I am Being Sexually Harassed at Work: What Should I Do?
Sexual harassment is one of the most common and difficult workplace situations to navigate, especially when the harasser is your boss. You want to report the misconduct but you are afraid of being fired or otherwise retaliated against. You need to know what actions to take to stop the harassment while protecting your job and legal rights.
Sexual harassment often includes one or more of the following types of unwelcome behavior by a supervisor or co-worker:
- Physical touching
- Comments about your appearance/body/attractiveness
- Sexually explicit text messages or e-mails
- Sexual “jokes” or innuendos
- Persistent leering or staring
- Displaying sexual materials
- Solicitation of explicit pictures
- Repeated requests for a romantic date
If you are enduring sexual harassment at work, you need to take immediate action. Follow these 4 steps:
- Send a respectful, written complaint. Work e-mail is fine but include relevant dates and immediately print off a copy. In the complaint, be helpful and professional, offer solutions to the problem, and do not threaten.
- Be specific. Narrow down the key facts. Who, what, where, and when. Do not submit an excessively long complaint.
- Avoid legal conclusions. Do not say “this is illegal harassment.” You can say the same thing with more tact: “I feel like I’m being treated differently because of my sex….” The latter is not a legal conclusion and it is sufficient without being overly aggressive.
- Send your complaint to the right person. Follow the company’s reporting procedures or if the company does not have a reporting policy use your best judgment (usually human resources, or the owner in small companies). If the harasser is the owner and your boss and there is no one to send a complaint to, call a Nashville employment lawyer immediately to discuss your options.
Companies are responsible for what happens to their employees at work. Employers must take all reasonable steps to prevent harassment from occurring and, once a company is aware that harassment may be occurring, it has a legal duty to prevent it from continuing. Preventative measures may include conducting an investigation into sexual harassment allegations, disciplining/firing the harasser, and taking other corrective measures such as relocating the harasser away from your work location.

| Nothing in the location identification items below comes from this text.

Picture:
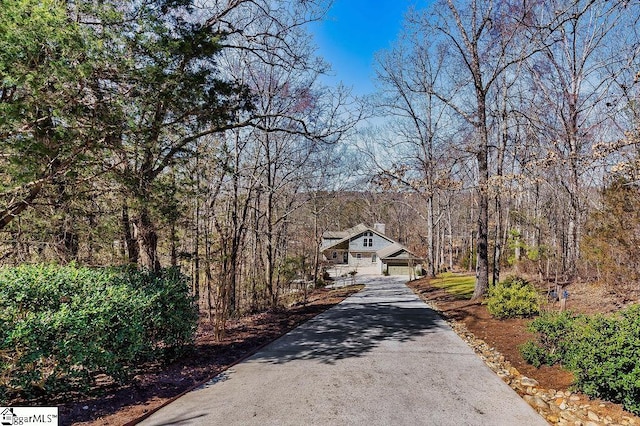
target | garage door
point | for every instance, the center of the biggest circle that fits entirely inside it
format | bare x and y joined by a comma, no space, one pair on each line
399,270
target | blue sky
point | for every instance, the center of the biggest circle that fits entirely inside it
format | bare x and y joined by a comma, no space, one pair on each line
352,32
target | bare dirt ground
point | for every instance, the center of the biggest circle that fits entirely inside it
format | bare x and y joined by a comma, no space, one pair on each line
506,335
157,385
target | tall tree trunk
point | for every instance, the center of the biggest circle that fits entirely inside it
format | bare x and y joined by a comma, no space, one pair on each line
147,238
130,242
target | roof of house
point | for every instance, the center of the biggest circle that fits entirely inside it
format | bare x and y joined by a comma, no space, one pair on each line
393,250
347,234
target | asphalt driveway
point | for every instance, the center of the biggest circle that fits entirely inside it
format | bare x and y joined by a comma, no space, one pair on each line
381,357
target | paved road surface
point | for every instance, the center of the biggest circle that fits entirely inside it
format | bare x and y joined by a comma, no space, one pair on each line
381,357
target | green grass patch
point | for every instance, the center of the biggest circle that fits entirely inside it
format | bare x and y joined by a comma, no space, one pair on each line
458,284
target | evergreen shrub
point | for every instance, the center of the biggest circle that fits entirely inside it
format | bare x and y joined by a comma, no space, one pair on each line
62,326
603,352
513,297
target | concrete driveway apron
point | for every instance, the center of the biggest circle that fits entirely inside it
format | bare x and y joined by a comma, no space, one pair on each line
381,357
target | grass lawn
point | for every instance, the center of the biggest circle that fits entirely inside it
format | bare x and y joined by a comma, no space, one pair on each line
458,284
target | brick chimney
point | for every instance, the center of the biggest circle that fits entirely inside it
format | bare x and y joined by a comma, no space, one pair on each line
379,227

If your employer has failed to take corrective action, contact a Nashville-based employment lawyer to discuss your options.

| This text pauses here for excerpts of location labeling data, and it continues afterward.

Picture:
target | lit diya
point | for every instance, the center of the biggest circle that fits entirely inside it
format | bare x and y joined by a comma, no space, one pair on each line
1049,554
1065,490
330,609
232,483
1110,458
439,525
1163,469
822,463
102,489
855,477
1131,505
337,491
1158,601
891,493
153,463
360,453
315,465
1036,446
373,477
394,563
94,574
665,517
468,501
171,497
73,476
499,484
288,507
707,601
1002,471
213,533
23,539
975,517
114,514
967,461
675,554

If you are reading this you probably see the writing on the wall and are about to be terminated. In that case, you want to lay a solid foundation for any potential legal claims. Even if you do not end up in court, you need to have a case that a judge could find credible in order for your employer to consider settling the claim in your favor. Therefore, you should take two additional steps:Gather Documents
Gather and organize all of the documents that you can find concerning your employment, including:
- Pay stubs
- Text messages
- Audio recordings
- E-mails (including ones that show the employer’s receipt of your complaint)
- Performance evaluations
- Disciplinary warnings, reprimands, or write-ups
- Job description
- Awards, accolades, or other evidence that shows you performed well
- Attendance records
- Employee handbook, manual, or other documents describing work rules, policies, and procedures
- Pension benefits and retirement plan information, including monthly statements, including any ESOP plan materials
Do not engaged in “self-help” discovery by taking documents or accessing information to which you have no right to possess. Doing so could potentially hurt your employment law claims and expose you to legal liability. Your lawyer can obtain copies of such documents through the discovery process later, if necessary.Identify Witnesses
If you think co-workers observed the harassment, make a list of their names, e-mail addresses, and telephone numbers, and include a summary of what you expect them to say (good and bad). Specific and detailed information related to unlawful harassment or retaliation is always better than general misgivings about a supervisor or work environment.